Having access to a large artificial supply of resources is what it does on any difficulty
I think this may be a contributing factor for some of the weird behaviour. With the current economy you can outstrip your food/mineral production with growth, so an AI empire could actually colonize a number of poor quality planets early with its Free Resources and come mid game these can't keep up with pop growth and demands but were propped up by the free stuff for so long it's pigeonholed into this planet layout just to survive.
They will also go bankrupt trying to stay competitive on the diplomacy screen since this is all the AI cares about, spending all their resources to get the necessary alloys just to exist without being declared war on but in doing so completely hamstringing their economic growth which then gets overwhelmed by growing populations. I think with the changes 2.2 brought it is time for a revamp of what difficulty scaling does, as flat resource boosts only get them so far before the exponential demand for food and consumer goods kicks them down. Maybe boosts to pop growth or market discounts.

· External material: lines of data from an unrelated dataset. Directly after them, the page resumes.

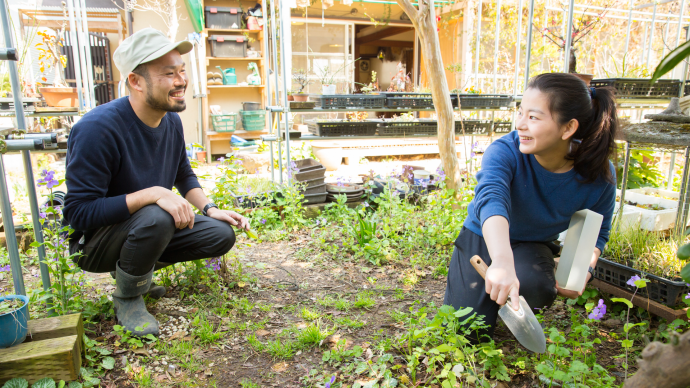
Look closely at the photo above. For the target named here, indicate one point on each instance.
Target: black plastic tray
(421, 127)
(343, 128)
(485, 100)
(474, 127)
(664, 291)
(640, 87)
(343, 101)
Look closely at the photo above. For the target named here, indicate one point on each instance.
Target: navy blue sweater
(112, 153)
(537, 203)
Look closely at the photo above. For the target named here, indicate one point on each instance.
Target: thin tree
(424, 19)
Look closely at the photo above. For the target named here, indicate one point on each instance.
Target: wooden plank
(653, 307)
(56, 327)
(58, 358)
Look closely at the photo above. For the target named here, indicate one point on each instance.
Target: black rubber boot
(155, 291)
(129, 305)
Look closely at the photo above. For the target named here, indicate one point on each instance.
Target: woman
(531, 183)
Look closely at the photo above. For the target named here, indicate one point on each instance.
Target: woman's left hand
(570, 293)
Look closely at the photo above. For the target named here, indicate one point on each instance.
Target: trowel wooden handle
(479, 265)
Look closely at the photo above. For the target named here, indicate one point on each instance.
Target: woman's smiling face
(538, 130)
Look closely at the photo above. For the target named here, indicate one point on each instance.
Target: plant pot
(13, 325)
(585, 77)
(60, 97)
(328, 89)
(329, 154)
(302, 97)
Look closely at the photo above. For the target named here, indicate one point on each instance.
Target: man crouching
(123, 159)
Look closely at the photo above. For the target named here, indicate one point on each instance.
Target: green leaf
(671, 60)
(108, 363)
(44, 383)
(622, 300)
(16, 382)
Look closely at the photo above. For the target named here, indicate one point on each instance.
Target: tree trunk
(664, 365)
(424, 21)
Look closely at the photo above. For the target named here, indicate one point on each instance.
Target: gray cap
(145, 46)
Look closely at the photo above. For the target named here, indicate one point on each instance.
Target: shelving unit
(230, 97)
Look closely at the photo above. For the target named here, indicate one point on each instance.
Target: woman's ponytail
(594, 110)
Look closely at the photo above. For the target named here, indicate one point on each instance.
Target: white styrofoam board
(578, 249)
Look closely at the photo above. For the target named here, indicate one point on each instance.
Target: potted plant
(14, 315)
(58, 95)
(301, 77)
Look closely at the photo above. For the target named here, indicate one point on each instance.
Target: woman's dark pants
(534, 266)
(149, 236)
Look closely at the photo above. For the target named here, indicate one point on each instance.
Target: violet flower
(598, 312)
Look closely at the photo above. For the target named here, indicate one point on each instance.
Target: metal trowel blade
(524, 326)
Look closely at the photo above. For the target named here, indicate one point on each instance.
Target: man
(123, 159)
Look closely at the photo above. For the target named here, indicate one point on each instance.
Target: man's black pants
(534, 267)
(149, 236)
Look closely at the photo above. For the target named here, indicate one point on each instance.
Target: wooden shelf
(236, 86)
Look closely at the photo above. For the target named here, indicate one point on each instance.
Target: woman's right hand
(501, 282)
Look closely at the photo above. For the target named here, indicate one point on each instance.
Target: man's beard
(163, 104)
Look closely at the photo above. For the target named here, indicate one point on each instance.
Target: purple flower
(632, 280)
(598, 311)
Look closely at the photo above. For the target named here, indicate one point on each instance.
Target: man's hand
(501, 281)
(178, 207)
(228, 216)
(570, 293)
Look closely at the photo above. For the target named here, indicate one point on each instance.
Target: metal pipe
(277, 99)
(75, 52)
(528, 51)
(266, 62)
(568, 37)
(283, 14)
(476, 47)
(651, 37)
(87, 48)
(498, 30)
(627, 32)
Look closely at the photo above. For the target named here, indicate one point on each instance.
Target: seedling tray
(412, 100)
(664, 291)
(343, 128)
(473, 127)
(485, 100)
(640, 88)
(344, 101)
(421, 127)
(502, 126)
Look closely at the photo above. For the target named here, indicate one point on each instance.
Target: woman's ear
(569, 129)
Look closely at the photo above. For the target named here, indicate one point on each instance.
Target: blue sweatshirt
(112, 153)
(537, 203)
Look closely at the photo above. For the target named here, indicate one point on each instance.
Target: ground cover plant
(349, 297)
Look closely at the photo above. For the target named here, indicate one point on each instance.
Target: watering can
(229, 77)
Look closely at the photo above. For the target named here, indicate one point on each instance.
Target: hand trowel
(522, 323)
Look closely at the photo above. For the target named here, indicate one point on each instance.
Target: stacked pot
(312, 175)
(353, 192)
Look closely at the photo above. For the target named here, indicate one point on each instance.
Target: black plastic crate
(228, 46)
(485, 100)
(640, 87)
(502, 126)
(343, 128)
(421, 127)
(223, 17)
(344, 101)
(412, 100)
(668, 292)
(474, 127)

They also put so much emphasis on being "equivalent" with their neighbours. If you are superior in Fleet, Economy, or Research, the AI will just ignore you because it assumes it will lose, which results in really boring gameplay when you have a good start and awfully unfair gameplay when you didn't start snowballing early enough or your AI neighbour did.
Far too many issues in this game arise from the fact the AI has perfect knowledge of everything that is going on at all times across the entire galaxy as well as their attitude being mostly based on your empire traits and not on whether you really are purging the slugs next door, or in control of a system they really want.
TLDR: AI is spending all it can just to survive with the new economy, and doesn't set the necessary groundwork to snowball that is essential for Stellaris as well as putting too much emphasis on diplomatic equivalency.